'Glasgow should own up to its dark secret'
As a mixed-race Scot, whose grandparents were from Jamaica, Laura Cripps thinks it is time for Glasgow to own up to its "dark secret".
"Nobody tends to talk about it," Laura says.
"When you walk around, whether it's to go to dinner, go to work or go shopping, you see street names and statues but what you don't realise is that they are named after the men who owned plantations in Jamaica and America."
Many of the most prominent street names in Glasgow's city centre are named after 18th Century slave owners who made their fortunes on tobacco plantations.
Laura says there is no acknowledgement of where their fortunes came from and the exploitation that went with it.
Starting in the Merchant City, Laura took a short tour for BBC Scotland's The Social that went past streets named after four plantation owners.
The 26-year-old entrepreneur starts on Glassford Street which is named after John Glassford, a wealthy tobacco baron who owned plantations in Virginia and Maryland.
His family's portrait, painted by artist Archibald McLauchlan in 1767, is exhibited in the People's Palace.
"If you look close enough you can see what they've tried to paint out," Laura says.
"What they've tried to paint out is a black slave."
The employment of black servants was very fashionable among rich Glaswegians, who brought them over from the slave-worked plantations of the American colonies and the West Indies.
However, the servant was later painted out, perhaps due to anti-slavery sentiment in 19th Century.
Glassford is buried in Ramshorn Cemetery on Ingram Street, which is named after his brother-in-law Archibald Ingram.
Ingram also made his fortune with slave-owning tobacco plantations in the east coast of America.
At the bottom of Ingram Street, but actually on Queen Street, is Glasgow's Gallery of Modern Art.
It was formerly the home of William Cunninghame, who paid £10,000 for the mansion off the back of the plantations he owned in Jamaica.

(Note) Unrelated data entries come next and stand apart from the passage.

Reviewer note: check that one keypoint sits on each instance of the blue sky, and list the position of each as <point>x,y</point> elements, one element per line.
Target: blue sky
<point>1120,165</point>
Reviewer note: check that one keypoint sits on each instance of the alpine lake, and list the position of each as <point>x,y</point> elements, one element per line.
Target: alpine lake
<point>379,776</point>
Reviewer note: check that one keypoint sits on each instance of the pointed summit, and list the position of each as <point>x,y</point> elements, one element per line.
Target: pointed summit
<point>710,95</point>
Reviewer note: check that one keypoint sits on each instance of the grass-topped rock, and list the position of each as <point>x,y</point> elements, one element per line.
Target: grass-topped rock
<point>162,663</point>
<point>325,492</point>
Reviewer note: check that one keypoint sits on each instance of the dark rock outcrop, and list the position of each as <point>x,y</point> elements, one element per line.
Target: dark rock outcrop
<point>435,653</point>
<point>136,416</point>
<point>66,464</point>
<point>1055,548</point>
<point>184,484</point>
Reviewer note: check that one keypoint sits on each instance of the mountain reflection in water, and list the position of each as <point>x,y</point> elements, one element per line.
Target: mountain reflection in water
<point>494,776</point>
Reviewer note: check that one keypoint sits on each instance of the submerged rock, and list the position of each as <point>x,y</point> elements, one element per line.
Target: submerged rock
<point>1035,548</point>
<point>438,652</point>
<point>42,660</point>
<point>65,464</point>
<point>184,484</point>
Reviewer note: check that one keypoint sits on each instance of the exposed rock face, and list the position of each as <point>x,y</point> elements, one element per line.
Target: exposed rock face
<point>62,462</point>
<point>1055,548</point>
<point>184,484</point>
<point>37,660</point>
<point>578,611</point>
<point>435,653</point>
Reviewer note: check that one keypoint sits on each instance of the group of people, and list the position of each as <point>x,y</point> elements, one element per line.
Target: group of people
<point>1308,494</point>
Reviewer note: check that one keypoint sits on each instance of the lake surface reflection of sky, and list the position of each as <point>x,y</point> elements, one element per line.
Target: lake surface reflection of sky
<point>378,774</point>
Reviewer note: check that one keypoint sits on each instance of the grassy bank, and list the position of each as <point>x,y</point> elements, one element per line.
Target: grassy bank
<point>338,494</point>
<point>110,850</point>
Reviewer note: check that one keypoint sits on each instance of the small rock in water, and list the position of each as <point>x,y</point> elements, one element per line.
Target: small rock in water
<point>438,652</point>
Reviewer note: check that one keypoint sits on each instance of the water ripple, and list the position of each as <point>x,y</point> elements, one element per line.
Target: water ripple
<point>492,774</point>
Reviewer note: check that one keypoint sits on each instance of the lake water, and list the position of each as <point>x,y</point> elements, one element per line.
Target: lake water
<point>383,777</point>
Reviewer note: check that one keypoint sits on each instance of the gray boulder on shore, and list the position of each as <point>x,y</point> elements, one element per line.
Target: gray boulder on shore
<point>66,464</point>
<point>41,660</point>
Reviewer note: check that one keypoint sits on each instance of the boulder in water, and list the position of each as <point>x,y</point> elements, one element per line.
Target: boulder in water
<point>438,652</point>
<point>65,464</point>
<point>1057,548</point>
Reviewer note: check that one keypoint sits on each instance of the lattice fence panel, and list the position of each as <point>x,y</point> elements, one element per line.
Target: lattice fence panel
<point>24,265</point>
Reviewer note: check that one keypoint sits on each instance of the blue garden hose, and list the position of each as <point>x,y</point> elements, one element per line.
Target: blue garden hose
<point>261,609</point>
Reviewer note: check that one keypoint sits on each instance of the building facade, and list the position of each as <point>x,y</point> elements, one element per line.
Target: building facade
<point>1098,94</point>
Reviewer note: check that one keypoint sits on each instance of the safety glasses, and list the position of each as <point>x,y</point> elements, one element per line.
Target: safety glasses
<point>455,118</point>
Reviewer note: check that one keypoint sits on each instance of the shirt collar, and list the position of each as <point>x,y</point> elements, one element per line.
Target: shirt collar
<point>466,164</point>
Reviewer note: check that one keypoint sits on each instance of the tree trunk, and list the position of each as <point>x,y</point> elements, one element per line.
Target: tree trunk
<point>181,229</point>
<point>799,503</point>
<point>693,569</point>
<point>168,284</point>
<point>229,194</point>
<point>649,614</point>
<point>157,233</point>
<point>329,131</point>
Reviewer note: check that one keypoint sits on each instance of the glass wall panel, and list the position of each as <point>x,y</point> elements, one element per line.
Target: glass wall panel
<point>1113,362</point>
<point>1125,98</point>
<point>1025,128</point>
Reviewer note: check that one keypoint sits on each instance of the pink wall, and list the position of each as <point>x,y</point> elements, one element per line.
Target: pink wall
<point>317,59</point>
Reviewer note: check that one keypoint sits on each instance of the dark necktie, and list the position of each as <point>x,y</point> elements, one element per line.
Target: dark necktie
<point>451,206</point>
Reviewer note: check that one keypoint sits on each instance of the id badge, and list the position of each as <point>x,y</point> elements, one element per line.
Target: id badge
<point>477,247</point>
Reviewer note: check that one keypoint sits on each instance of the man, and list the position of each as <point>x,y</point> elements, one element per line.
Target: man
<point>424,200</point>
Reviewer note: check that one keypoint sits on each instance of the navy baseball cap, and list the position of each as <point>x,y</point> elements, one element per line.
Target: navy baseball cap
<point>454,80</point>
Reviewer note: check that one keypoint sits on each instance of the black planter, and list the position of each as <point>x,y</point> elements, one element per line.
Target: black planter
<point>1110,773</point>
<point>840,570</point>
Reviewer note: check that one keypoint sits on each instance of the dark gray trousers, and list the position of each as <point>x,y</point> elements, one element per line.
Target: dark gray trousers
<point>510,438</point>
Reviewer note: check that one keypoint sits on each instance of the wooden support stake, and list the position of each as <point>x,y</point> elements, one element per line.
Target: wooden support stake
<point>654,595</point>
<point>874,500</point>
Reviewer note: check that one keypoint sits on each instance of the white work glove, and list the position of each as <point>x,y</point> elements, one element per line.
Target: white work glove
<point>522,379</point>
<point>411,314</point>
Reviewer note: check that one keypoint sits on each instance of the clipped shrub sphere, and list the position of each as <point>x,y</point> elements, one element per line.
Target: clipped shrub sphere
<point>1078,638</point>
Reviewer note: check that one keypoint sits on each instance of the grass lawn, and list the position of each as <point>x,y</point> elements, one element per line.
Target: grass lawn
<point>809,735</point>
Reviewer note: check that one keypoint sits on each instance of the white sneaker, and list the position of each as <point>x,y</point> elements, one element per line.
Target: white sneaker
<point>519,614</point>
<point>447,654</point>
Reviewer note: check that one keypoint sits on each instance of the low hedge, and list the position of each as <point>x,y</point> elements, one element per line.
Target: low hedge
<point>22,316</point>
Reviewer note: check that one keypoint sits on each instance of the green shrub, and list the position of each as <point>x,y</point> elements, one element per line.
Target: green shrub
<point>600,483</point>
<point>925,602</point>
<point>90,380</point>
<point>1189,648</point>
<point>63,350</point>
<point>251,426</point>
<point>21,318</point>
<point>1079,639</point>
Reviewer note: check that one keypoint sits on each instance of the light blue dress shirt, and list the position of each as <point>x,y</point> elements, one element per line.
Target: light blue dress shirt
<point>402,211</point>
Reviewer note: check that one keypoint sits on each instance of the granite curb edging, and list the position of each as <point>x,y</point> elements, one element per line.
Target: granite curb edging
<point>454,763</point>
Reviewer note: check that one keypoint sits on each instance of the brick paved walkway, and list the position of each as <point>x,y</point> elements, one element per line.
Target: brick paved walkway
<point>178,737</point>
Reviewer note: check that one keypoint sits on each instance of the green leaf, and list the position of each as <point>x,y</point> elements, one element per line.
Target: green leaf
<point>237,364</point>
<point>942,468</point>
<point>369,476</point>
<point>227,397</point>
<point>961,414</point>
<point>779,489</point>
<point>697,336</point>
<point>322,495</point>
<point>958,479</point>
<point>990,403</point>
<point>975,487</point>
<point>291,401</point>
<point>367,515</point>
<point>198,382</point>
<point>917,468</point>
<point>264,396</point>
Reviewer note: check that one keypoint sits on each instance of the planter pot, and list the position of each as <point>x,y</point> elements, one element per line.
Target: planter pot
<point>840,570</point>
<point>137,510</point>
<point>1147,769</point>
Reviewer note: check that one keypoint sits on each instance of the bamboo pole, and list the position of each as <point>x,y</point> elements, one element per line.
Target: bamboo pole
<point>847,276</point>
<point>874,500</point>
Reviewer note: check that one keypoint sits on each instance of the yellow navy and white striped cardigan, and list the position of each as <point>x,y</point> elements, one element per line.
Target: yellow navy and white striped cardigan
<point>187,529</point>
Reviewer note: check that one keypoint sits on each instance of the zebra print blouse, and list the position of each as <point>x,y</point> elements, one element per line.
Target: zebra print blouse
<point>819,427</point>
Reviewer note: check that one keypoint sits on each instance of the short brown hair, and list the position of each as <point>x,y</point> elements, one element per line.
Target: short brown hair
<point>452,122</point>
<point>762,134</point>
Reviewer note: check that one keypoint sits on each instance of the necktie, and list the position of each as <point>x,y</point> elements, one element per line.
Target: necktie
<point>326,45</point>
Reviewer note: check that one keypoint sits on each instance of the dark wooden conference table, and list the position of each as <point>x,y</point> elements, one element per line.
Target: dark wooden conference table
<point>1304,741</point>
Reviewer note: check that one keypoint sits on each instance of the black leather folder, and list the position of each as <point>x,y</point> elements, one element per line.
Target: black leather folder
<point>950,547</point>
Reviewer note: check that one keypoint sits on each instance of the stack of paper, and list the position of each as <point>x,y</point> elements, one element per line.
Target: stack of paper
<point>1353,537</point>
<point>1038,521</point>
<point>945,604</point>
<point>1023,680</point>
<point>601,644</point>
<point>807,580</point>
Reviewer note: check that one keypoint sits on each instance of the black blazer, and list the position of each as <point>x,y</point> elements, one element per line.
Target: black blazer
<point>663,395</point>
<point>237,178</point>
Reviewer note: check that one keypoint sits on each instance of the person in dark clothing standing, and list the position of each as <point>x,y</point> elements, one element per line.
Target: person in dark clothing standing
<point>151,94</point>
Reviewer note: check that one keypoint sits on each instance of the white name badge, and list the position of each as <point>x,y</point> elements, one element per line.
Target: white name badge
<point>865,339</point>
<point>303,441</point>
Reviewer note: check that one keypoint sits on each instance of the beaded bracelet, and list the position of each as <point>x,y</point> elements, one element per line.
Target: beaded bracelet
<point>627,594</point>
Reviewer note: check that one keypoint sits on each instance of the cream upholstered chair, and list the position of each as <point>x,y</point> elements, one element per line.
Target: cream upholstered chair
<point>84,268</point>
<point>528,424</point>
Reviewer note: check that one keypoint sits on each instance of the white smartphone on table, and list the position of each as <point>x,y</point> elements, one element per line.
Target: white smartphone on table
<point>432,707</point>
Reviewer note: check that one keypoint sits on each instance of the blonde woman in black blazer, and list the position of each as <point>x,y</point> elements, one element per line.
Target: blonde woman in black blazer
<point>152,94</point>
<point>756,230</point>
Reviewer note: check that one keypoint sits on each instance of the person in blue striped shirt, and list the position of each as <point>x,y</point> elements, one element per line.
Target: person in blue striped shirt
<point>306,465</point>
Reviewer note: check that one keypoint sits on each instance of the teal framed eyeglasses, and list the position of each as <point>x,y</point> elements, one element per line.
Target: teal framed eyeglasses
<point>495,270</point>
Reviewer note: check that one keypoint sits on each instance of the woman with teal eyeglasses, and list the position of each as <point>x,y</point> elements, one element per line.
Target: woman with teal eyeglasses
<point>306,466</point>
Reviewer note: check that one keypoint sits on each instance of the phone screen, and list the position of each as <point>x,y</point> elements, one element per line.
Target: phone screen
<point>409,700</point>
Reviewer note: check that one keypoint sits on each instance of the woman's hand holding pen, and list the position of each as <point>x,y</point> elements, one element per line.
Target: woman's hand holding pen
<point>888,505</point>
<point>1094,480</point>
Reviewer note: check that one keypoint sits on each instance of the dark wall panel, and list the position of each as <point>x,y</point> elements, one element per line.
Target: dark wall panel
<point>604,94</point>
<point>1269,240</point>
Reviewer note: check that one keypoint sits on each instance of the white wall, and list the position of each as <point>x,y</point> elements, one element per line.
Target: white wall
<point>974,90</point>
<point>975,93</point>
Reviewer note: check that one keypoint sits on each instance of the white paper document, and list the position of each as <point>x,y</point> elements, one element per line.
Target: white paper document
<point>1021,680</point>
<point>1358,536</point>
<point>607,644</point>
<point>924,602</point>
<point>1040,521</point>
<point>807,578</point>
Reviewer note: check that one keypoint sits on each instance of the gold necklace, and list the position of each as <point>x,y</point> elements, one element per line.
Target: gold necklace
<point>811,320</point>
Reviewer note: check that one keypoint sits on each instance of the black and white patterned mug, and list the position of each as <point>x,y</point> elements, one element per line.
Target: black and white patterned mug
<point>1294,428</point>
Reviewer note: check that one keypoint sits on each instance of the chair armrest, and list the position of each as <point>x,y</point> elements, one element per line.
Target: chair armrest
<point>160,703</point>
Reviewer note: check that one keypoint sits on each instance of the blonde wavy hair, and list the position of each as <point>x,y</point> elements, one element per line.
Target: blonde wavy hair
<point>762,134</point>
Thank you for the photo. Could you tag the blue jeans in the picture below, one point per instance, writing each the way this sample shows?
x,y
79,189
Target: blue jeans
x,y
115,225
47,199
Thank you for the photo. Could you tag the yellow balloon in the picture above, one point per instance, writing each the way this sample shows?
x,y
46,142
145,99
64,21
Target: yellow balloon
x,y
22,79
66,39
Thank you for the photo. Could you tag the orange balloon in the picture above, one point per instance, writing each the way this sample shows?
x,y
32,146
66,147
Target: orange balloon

He reportedly owned 300 slaves.
Cunninghame made a fortune stockpiling cheap tobacco shortly before the American Revolution in the 1770s and later selling at high prices.
Close to the gallery is Glasgow's main shopping street, Buchanan Street.
Andrew Buchanan was one of the first Scots to have tobacco plantations in the New World, with major holdings in Virginia.
It was Buchanan that created Virginia Street, one of the city centre streets named after slave-owning areas where the 18th century merchants made their fortune.
Jamaica and Tobago streets are also close by.
The final stop of Laura's short tour of Glasgow city centre is Dunlop Street, named after another family of tobacco barons.
"I've walked less than a mile and I've had to walk past street names and buildings that are named after five plantation owners," Laura says.
"Some may argue it was different time, and yes it was, but should they have their names immortalised in the street names and the places that they built with slave money?"
Laura says the past can't be changed but Glasgow should own up to its slave trade links like many other cities around the world have.
"Even one plaque on one street acknowledging this is where all the money came from," Laura says.
"It does not have to be on every street.
"I'm not saying take down street names. I'm not saying tear down the buildings. I'm just saying the slaves' names should be up there with them."